イノベーションとは『創造的な破壊』だ!
宇宙飛行に革命を起こし続けるイーロン・マスクは、
予定調和に凝り固まった日本社会へのアンチ・テーゼなのか。
――野口聡一(宇宙飛行士)
再使用ロケットの実現、国際宇宙ステーションへの人員輸送など、数々の偉業を成し遂げ、
「第二の宇宙時代」を象徴する存在となったスペースX。
それは、創業者イーロン・マスクのヴィジョンだけでなく、
身を粉にして働いた数千の人々の献身があってこそのものだった。
ロードムービーさながらのロケット陸上輸送作戦、
海洋冒険小説もかくやというドラゴン宇宙船の回収プロジェクト、
陰謀論の誘惑に抗いながら謎解きに挑んだ発射台での爆発事故、
そしてSFの世界を現実にしたかのようなロケットの帰還と見事な着陸。
しかしスペースXの物語はこれで終わりではない。
火星移住という野望を達成するために、死角はないだろうか。
『LIFTOFF』につづき著者は、スペースXの内部に分け入り、 輝かしい偉業の舞台裏に迫るとともに、その行く末を占う。
解説:秋山文野(宇宙ジャーナリスト)
■本書に寄せられた賛辞
スペースXの成功を裏で支えたヒーローたちの物語。
――アンディ・ラプサ(ストーク・スペース共同設立者兼CEO)
イーロン・マスクという、際立って大胆で優れたビジョナリーに率いられた企業による、
おそらく世界で最も注目に値する野心的な物語を伝えている。
――ジャレッド・アイザックマン(民間人のみによるはじめての宇宙飛行で船長を務めた人物)

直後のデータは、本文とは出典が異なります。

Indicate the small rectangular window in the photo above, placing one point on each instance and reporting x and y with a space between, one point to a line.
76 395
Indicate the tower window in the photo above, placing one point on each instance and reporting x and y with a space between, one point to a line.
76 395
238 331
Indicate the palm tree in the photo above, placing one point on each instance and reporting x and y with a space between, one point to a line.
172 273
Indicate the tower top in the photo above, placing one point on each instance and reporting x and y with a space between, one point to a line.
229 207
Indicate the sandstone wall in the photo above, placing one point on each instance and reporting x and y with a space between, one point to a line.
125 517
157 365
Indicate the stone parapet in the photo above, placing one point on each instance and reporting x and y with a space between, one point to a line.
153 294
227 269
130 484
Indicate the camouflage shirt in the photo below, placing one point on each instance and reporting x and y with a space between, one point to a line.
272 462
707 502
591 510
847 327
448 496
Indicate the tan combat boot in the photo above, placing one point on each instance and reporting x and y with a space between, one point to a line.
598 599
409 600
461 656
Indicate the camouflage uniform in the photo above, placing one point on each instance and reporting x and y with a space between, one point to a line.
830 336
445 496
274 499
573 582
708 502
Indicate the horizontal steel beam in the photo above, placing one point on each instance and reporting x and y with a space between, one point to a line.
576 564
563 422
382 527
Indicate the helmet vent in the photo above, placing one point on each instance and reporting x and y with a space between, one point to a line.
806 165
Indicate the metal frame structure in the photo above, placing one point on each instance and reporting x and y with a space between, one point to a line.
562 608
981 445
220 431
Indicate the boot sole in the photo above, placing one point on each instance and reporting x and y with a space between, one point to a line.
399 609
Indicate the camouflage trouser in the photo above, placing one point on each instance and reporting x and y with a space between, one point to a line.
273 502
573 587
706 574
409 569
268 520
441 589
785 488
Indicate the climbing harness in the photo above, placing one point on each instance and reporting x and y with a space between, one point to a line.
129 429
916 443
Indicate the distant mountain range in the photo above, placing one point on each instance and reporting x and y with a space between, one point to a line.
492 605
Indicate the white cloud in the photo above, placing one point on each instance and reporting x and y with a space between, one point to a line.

ロケットの再使用や新たな宇宙時代の幕開けをもたらした原動力や決意がはじめて語られる。
――ロリ・ガーバー(元 NASA副長官)
わたしはスペースXの興隆を20年近くにわたって追ってきたし、
そのロケットと宇宙船で宇宙へ飛んだこともある。
だが『REENTRY』を読んではじめて、スペースXがどれほどの苦難を乗り越えて
新たな宇宙時代を切り拓いたかがわかった。
――マイケル・ロペス=アレグリア(宇宙飛行士)
■目次
プロローグ 2023年4月20日、テキサス州サウス・パドレ島
1 凶暴な野獣 2008年11月22日、テキサス州マクレガー
2 寄せ集める 2009年1月10日、フロリダ州ケープカナベラル
3 フライト・ワン:軌道到達 2008年9月28日、オレゴン州ベンド
4 フライト・ツー:ドラゴンのデビュー 2010年9月、カリフォルニア州ホーソーン
5 フライト・スリー:ドラゴンの必死の飛行 2012年5月25日、テキサス州ヒューストン
6 もう戻ってこない 2012年1月、カリフォルニア州ヴァンデンバーグ空軍基地
7 荷船を準備せよ 2014年4月20日、カリフォルニア州ホーソーン
8 悲劇と勝利 2015年6月28日、カリフォルニア州ホーソーン
9 Fの2乗と、AMOS-6の悲劇 2009年2月、バージニア州マクリーン
10 火星の値段 2016年9月、メキシコ、グアダラハラ
11 ファベルジェの卵 2008年12月、ワシントンDC
12 第二の宇宙時代 2019年4月20日、テキサス州リーグ・シティ
13 スチームローラー 2018年2月5日、フロリダ州ケネディ宇宙センター
エピローグ
■本文より
長きにわたり、スペースXは無視され、そんなことはできるはずがないと言われてきた。
いま、彼らはそれを達成し、ライバルたちは金網越しに覗きこんで笑ったりしていない。
ライバルだった者たちはあっけにとられてはるか上方を見上げている。
「わたしたちは遠くまで来た。それはたしかね」。
わたしがかつて軽視されていたことを質問すると、グウィン・ショットウェルはこう答えた。
「『打ち上げに成功するはずがない』って言われていたけれど、わたしたちはファルコン1を飛ばした。
『本物のロケットを打ち上げられるはずがない』と言われれば、ファルコン9を飛ばした。
すると、『ドラゴンを軌道へ運べるはずがない。ドラゴンは宇宙ステーションには決して達しない。
ああ、ロケットの回収なんてできるはずがない。ロケットを再使用できるはずがない』って。